Поэты, писатели, безумцы. Литературные биографии. Стефан Цвейг
Чтение книги онлайн.
Читать онлайн книгу Поэты, писатели, безумцы. Литературные биографии - Стефан Цвейг страница 19
Зрительная память Диккенса несравненна. Стальным своим лезвием разрезает он туман, окутывающий детство; в «Дэвиде Копперфильде», этой замаскированной автобиографии, воспоминания двухлетнего ребенка о матери и служанке даны как силуэты, точно вырезанные ножницами по транспаранту подсознания. У Диккенса нет расплывчатых контуров; он не дает поводов к многообразному толкованию картины, он принуждает к ясности. Его изобразительная сила не оставляет свободы для фантазии читателя, он насилует эту фантазию (вследствие чего он и стал идеальным писателем среди народа, лишенного фантазии). Призовите два десятка иллюстраторов к произведениям Диккенса и потребуйте от них портреты Пиквика и Копперфильда: рисунки выйдут похожими друг на друга, на них непостижимо схоже изображены будут пухлый джентльмен в белом жилете с приветливым взглядом из-под очков или красивый, белокурый, робкий мальчик в почтовой карете, направляющейся в Ярмауз.

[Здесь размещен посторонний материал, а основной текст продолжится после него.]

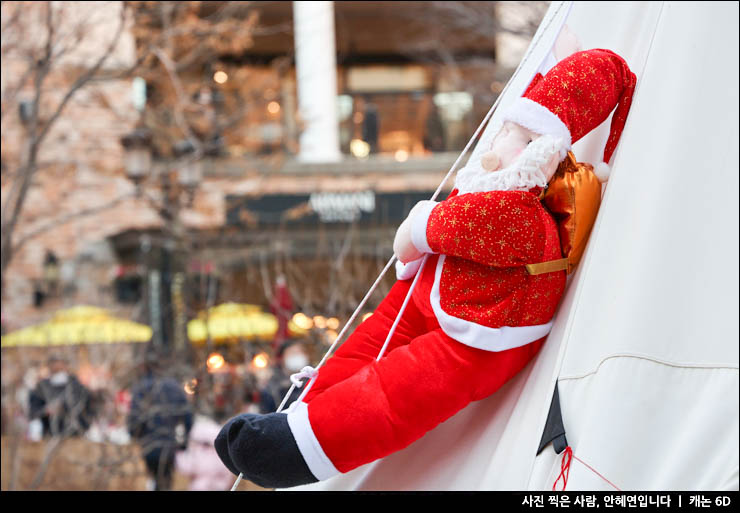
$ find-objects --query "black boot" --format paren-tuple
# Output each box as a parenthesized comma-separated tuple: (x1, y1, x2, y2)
(214, 413, 318, 489)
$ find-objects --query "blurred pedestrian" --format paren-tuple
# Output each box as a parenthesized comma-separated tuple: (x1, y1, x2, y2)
(211, 369, 237, 423)
(269, 275, 294, 354)
(17, 364, 41, 439)
(175, 415, 234, 490)
(127, 355, 193, 491)
(28, 354, 94, 438)
(258, 339, 311, 414)
(362, 101, 379, 154)
(424, 101, 446, 152)
(236, 367, 261, 415)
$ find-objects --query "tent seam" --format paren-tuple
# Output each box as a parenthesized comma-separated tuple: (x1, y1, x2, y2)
(558, 353, 739, 382)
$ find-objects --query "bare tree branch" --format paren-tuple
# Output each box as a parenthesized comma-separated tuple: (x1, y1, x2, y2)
(13, 191, 138, 251)
(35, 6, 127, 146)
(0, 1, 56, 282)
(1, 3, 128, 285)
(29, 436, 65, 490)
(151, 47, 204, 157)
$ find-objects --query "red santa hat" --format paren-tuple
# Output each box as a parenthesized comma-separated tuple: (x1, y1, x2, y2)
(502, 49, 637, 181)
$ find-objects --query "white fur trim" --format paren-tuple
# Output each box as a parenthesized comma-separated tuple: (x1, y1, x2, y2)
(502, 97, 572, 150)
(594, 162, 611, 182)
(410, 201, 438, 255)
(429, 256, 554, 351)
(395, 258, 423, 280)
(286, 401, 340, 481)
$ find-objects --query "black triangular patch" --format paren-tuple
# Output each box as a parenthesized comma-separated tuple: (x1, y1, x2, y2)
(537, 382, 568, 455)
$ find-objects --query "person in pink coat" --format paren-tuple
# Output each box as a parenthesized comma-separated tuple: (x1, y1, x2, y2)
(176, 415, 235, 491)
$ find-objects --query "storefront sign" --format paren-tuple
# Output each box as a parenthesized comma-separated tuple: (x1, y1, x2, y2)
(227, 191, 439, 227)
(309, 191, 375, 222)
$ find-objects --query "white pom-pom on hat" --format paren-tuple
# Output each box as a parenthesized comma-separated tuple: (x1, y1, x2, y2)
(594, 162, 611, 182)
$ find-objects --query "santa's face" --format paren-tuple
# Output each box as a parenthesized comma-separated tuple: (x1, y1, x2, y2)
(455, 122, 565, 194)
(483, 121, 539, 171)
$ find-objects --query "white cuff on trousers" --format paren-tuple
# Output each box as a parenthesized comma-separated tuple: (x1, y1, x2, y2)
(286, 401, 340, 481)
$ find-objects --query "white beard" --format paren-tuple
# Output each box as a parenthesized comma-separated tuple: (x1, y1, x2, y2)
(454, 134, 566, 194)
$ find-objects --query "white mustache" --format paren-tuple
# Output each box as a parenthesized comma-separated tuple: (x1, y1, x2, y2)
(455, 135, 565, 194)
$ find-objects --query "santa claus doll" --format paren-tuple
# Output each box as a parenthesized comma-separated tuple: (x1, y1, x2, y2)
(215, 49, 636, 489)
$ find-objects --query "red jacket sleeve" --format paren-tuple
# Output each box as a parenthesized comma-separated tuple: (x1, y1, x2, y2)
(424, 190, 547, 267)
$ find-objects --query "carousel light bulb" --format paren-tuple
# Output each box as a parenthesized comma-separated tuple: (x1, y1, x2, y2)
(207, 353, 225, 371)
(362, 312, 373, 322)
(313, 315, 327, 329)
(326, 317, 340, 330)
(292, 312, 314, 330)
(253, 353, 269, 369)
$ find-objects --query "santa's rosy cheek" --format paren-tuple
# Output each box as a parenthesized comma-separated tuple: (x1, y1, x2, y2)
(503, 147, 523, 166)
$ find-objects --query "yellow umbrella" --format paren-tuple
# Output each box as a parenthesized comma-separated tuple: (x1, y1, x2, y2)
(1, 305, 152, 348)
(187, 302, 306, 344)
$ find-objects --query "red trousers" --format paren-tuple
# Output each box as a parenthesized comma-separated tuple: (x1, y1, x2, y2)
(298, 277, 546, 474)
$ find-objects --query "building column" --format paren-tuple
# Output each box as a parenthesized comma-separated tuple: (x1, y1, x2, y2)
(293, 1, 340, 163)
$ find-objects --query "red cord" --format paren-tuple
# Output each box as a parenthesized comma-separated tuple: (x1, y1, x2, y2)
(551, 446, 622, 491)
(572, 453, 622, 491)
(552, 445, 573, 491)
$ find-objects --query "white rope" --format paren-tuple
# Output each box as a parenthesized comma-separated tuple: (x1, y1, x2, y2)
(230, 1, 574, 491)
(290, 366, 318, 388)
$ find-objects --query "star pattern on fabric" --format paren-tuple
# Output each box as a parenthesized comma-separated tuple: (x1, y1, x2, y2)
(424, 190, 566, 328)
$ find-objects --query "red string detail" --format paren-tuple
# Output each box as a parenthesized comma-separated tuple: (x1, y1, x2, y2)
(572, 454, 622, 491)
(550, 446, 623, 491)
(552, 445, 573, 491)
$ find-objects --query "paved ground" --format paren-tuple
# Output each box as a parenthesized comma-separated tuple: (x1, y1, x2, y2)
(0, 435, 267, 491)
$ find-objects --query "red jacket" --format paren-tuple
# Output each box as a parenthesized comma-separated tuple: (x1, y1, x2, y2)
(400, 188, 566, 351)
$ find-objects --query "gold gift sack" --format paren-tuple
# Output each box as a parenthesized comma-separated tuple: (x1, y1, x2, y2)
(527, 151, 602, 275)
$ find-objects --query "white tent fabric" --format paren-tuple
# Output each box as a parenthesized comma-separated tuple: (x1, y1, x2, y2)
(292, 1, 739, 491)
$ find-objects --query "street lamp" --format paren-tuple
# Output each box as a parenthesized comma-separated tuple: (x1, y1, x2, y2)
(42, 250, 60, 296)
(18, 100, 35, 126)
(120, 127, 153, 189)
(119, 128, 204, 364)
(173, 139, 203, 206)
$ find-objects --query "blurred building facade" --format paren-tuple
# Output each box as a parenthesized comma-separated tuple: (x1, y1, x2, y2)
(1, 1, 547, 338)
(1, 1, 145, 331)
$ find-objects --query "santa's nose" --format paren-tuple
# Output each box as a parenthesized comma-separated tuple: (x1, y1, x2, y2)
(481, 151, 500, 171)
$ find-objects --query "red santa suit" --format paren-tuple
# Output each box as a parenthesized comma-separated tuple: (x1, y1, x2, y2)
(284, 186, 566, 479)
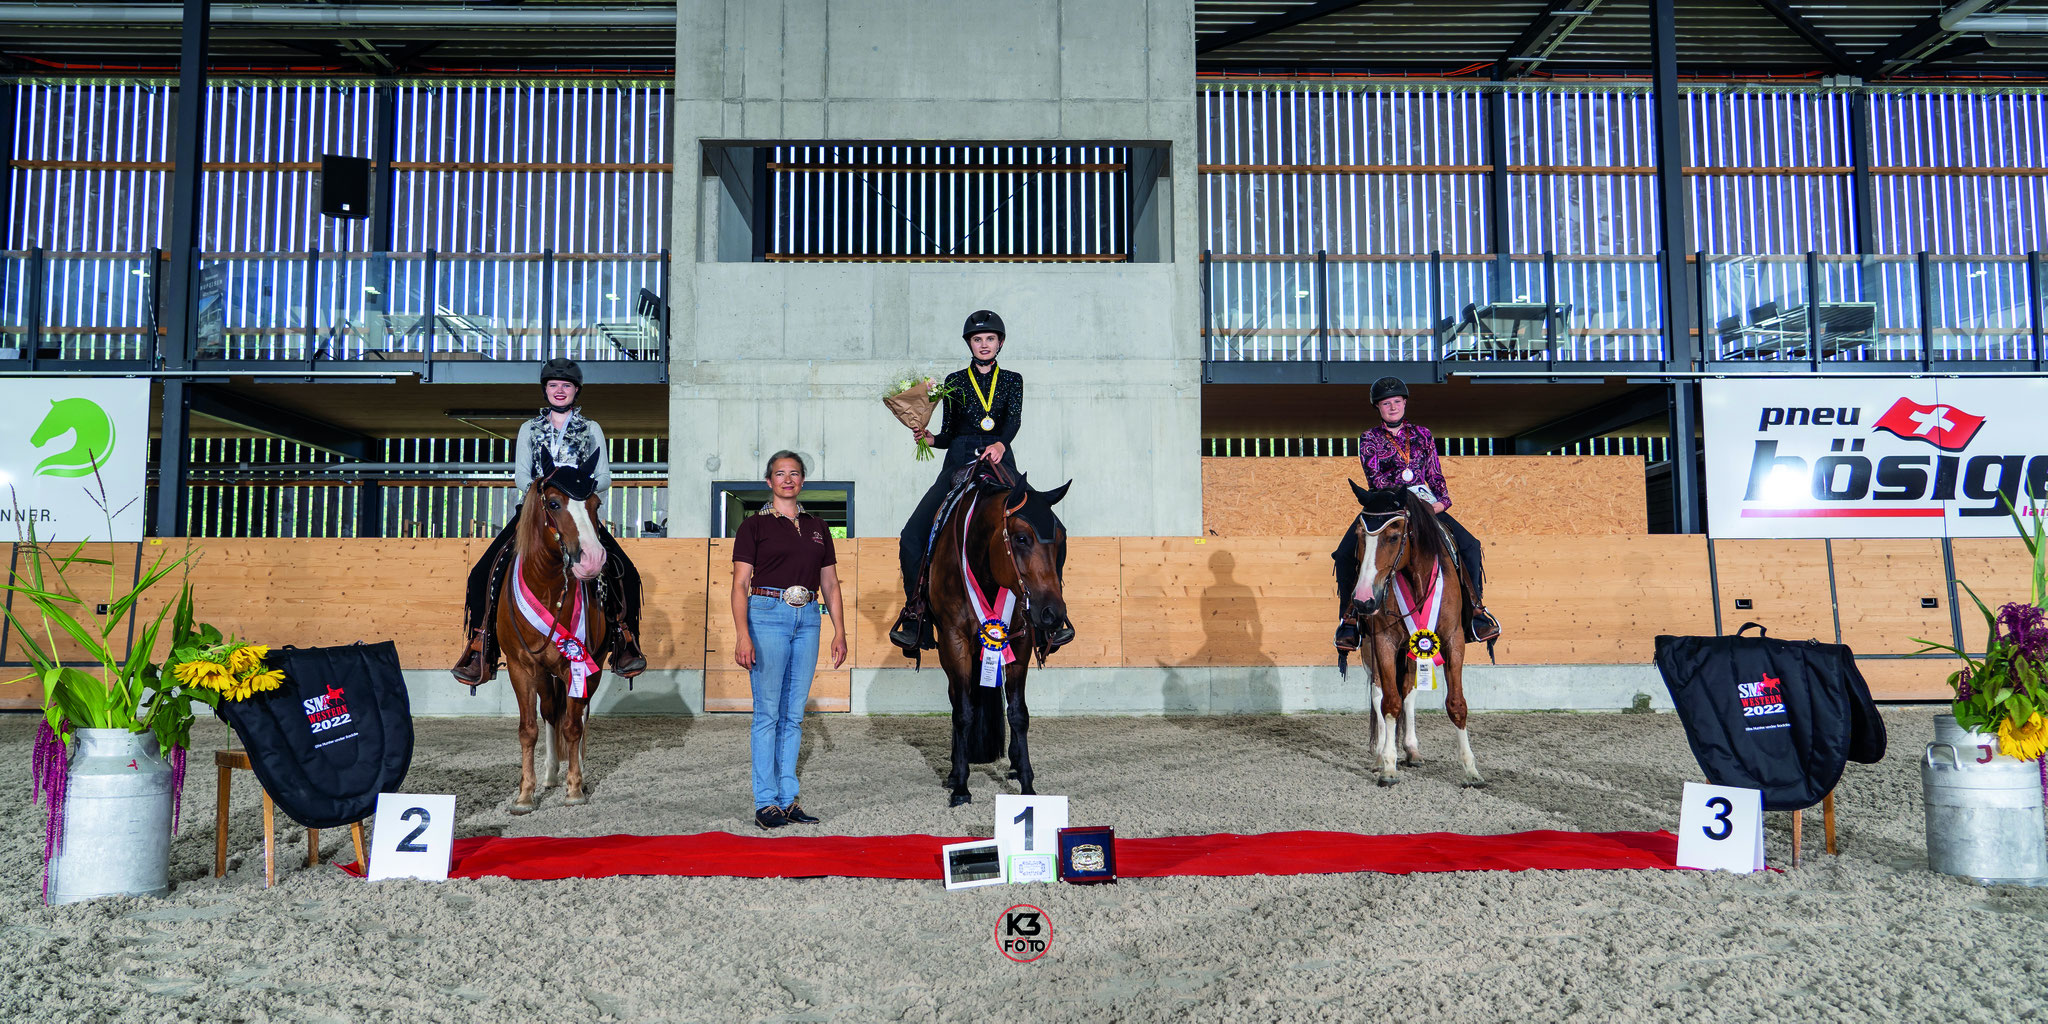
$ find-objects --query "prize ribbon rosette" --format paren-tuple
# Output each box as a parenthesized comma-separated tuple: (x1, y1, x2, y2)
(1406, 629, 1443, 664)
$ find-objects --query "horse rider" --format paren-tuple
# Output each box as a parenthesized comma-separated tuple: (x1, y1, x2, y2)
(890, 309, 1074, 653)
(1332, 376, 1500, 652)
(451, 358, 647, 683)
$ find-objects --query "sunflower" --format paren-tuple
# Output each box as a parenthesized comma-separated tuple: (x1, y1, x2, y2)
(1997, 713, 2048, 762)
(173, 659, 233, 693)
(228, 644, 269, 676)
(244, 668, 287, 697)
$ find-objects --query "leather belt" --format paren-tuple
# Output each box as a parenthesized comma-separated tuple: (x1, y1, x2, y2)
(751, 585, 815, 608)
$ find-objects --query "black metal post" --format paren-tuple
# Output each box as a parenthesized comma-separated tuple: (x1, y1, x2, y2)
(0, 81, 15, 249)
(1850, 92, 1878, 302)
(1650, 0, 1699, 533)
(1692, 249, 1708, 366)
(1315, 249, 1329, 383)
(1805, 249, 1821, 372)
(1543, 249, 1558, 368)
(750, 147, 772, 262)
(421, 247, 436, 382)
(148, 247, 164, 358)
(26, 247, 43, 368)
(356, 477, 383, 539)
(540, 247, 554, 360)
(658, 245, 672, 378)
(1486, 79, 1511, 293)
(369, 85, 398, 254)
(154, 0, 209, 538)
(1918, 250, 1935, 368)
(1200, 248, 1213, 382)
(1429, 249, 1444, 378)
(303, 247, 319, 364)
(2030, 250, 2043, 372)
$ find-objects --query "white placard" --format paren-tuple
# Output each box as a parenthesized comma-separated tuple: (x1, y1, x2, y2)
(994, 794, 1068, 878)
(1704, 377, 2048, 539)
(0, 379, 150, 542)
(1008, 853, 1057, 884)
(941, 840, 1006, 890)
(1675, 782, 1764, 874)
(366, 793, 457, 882)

Диккенс изображает так отчетливо, так детально, что приходится подчиняться гипнозу его зрения: ему не свойствен был магический взор Бальзака, который высвобождает человеческий образ из огненного облака страстей, формируя его поначалу хаотически; он обладал земным взором моряка или охотника, обладал соколиным зрением в отношении человеческих мелочей. Но мелочи, по его словам, и составляют смысл человеческой жизни. Его взор ловит мелкие приметы, он замечает пятно на платье, слабый и беспомощный жест смущения, схватывает прядь рыжих волос, выглянувшую из-под темного парика, когда его владелец впал в ярость. Он чувствует оттенки, ощущает при рукопожатии каждый отдельный палец, наблюдает переходы в улыбке. Он, прежде чем стать литератором, провел годы в качестве парламентского стенографиста и упражнялся в искусстве давать целое в его частях, одним штрихом изображать слово, одной закорючкой – фразу. И впоследствии он как писатель выработал для себя род сжатой записи действительной жизни, описание заменял коротким значком, из многообразных фактов выжимал свою наблюдательскую эссенцию.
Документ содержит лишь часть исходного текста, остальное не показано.